Para o Banco Mundial (2011, p. 4),
O ponto essencial da estratégia para a educação do Grupo do Banco é: investir cedo. Investir com inteligência. Investir em todos. Em primeiro lugar, as competências fundamentais adquiridas na infância tornam possível uma vida inteira de aprendizagem [...]. Segundo, para obter o melhor valor por cada dólar aplicado na educação, é preciso fazer investimentos hábeis – aqueles que já provaram contribuir para a aprendizagem. A qualidade tem de ser o fulcro dos investimentos na educação, com os ganhos de aprendizagem como medida-chave da qualidade. Terceiro, aprendizagem para todos significa garantir que todos os estudantes e não só os mais privilegiados ou talentosos possam adquirir o saber e as competências de que necessitam. Este objectivo exige que se removam as barreiras que mantêm as raparigas, pessoas portadoras de deficiências e minorias etnolinguísticas, fora do quadro educacional acessível a outros grupos da população.
Desta maneira, a aprendizagem é assumida como ponto estratégico que deve ser alcançado a partir das oportunidades de aprendizagem. E é nesse quesito que se deve investir na educação, que, como indica Pronko (2014), favorece os mercados de formação que promovem a disseminação das competências e das capacidades individuais necessárias para o desenvolvimento. Embora nessa estratégia a escola perca centralidade no processo educacional, como ainda não será possível prescindir dela, torna-se necessário adequá-la também a esses novos requerimentos.

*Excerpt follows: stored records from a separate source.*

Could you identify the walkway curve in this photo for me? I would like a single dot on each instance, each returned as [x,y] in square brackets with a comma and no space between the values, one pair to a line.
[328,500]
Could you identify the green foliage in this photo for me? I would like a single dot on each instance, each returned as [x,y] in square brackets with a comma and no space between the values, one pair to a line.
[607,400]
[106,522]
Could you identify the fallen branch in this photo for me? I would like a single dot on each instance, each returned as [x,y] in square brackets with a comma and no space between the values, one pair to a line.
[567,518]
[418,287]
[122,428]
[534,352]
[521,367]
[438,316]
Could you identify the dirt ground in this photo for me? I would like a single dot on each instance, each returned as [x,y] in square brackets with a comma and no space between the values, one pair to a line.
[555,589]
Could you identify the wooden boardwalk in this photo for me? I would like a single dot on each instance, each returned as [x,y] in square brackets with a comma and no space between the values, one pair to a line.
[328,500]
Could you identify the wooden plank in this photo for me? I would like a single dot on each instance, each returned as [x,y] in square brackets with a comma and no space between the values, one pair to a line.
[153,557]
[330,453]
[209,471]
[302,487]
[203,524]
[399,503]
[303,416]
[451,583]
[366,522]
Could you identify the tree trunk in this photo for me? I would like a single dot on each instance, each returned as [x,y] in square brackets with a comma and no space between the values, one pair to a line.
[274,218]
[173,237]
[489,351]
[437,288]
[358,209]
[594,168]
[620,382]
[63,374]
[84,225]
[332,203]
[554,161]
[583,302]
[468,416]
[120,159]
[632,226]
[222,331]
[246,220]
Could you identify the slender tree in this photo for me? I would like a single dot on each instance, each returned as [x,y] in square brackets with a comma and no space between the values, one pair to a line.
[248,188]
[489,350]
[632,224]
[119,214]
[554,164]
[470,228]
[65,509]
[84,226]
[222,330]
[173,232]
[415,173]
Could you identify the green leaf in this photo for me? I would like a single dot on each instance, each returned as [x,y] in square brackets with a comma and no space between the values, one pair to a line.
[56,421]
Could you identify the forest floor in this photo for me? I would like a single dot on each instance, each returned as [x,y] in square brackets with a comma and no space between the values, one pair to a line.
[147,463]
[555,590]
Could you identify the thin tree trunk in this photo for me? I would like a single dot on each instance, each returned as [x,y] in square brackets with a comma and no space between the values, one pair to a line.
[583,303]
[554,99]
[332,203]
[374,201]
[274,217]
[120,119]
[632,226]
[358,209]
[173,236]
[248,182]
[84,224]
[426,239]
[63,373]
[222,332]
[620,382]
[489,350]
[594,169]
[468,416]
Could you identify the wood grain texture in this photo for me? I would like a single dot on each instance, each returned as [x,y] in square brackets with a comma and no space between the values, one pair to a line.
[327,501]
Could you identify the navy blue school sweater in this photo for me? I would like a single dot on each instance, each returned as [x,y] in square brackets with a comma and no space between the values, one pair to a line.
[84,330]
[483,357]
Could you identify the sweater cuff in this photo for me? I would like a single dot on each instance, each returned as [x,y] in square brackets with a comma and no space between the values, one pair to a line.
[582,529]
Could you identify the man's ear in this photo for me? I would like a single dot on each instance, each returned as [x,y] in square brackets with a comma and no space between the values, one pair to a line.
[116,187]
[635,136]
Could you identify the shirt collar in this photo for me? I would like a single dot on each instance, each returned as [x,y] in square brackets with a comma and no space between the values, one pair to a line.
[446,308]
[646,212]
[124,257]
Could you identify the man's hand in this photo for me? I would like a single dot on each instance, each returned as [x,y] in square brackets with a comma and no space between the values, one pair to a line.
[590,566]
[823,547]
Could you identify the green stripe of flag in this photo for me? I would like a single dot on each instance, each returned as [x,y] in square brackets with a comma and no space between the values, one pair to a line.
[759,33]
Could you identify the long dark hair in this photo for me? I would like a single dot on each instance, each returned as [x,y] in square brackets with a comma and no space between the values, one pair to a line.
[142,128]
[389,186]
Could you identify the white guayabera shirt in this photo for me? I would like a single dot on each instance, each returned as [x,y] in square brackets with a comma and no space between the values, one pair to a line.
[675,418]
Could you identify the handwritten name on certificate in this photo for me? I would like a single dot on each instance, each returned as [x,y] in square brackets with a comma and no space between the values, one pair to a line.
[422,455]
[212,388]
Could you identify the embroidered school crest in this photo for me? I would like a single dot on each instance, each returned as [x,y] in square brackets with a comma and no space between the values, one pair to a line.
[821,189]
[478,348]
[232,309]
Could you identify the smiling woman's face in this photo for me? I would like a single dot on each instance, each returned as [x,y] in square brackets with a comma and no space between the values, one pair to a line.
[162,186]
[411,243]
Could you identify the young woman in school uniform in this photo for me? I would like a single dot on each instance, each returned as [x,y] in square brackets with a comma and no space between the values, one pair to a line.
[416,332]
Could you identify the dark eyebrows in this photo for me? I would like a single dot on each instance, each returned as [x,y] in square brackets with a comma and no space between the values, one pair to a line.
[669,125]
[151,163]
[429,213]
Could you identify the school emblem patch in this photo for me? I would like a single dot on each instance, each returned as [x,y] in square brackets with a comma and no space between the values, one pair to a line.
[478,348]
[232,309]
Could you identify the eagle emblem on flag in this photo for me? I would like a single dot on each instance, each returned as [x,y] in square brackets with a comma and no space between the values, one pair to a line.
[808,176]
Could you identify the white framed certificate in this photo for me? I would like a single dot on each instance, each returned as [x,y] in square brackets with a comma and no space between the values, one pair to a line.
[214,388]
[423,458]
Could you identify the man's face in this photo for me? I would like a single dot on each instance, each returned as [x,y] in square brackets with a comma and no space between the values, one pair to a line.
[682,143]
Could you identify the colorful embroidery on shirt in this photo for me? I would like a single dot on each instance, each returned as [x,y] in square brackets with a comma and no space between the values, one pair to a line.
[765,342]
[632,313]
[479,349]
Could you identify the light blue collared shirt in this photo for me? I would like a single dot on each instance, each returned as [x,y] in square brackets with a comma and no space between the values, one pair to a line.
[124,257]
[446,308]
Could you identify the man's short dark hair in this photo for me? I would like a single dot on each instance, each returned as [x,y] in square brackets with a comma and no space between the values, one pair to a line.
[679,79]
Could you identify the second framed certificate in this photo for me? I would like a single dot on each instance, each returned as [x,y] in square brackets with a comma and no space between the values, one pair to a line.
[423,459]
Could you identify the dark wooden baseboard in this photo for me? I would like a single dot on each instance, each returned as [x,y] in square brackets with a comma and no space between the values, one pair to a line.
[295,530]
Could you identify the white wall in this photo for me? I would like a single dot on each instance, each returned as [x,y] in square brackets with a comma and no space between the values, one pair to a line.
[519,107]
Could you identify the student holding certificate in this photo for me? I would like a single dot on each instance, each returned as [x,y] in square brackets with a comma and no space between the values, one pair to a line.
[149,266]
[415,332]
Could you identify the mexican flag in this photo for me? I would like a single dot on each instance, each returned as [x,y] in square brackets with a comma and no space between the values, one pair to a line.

Reforçando a ideia de que a aprendizagem não ocorre necessariamente na escola, o Banco Mundial, em seu documento Aprendizagem para Todos: investir nos conhecimentos e competências das pessoas para promover o desenvolvimento (Banco Mundial, 2011), reitera a compreensão de que a inclusão melhora a aprendizagem de todos os alunos.
Observamos no discurso político uma mudança do slogan Educação para todos, da década de 1990, para o lema Aprendizagem para todos, presente nos documentos do BM (2011) e na Declaração Incheon (UNESCO, 2015). Esse último, em sua agenda 2030, coloca no centro do debate o Desenvolvimento Sustentável como Objetivo do Desenvolvimento do Milênio (UNESCO, 2015). A agenda 2030 indica que para o Desenvolvimento Sustentável deve-se “Assegurar a educação inclusiva e equitativa de qualidade, e promover oportunidades de aprendizagem ao longo da vida para todos” (UNESCO, 2015, p. 22).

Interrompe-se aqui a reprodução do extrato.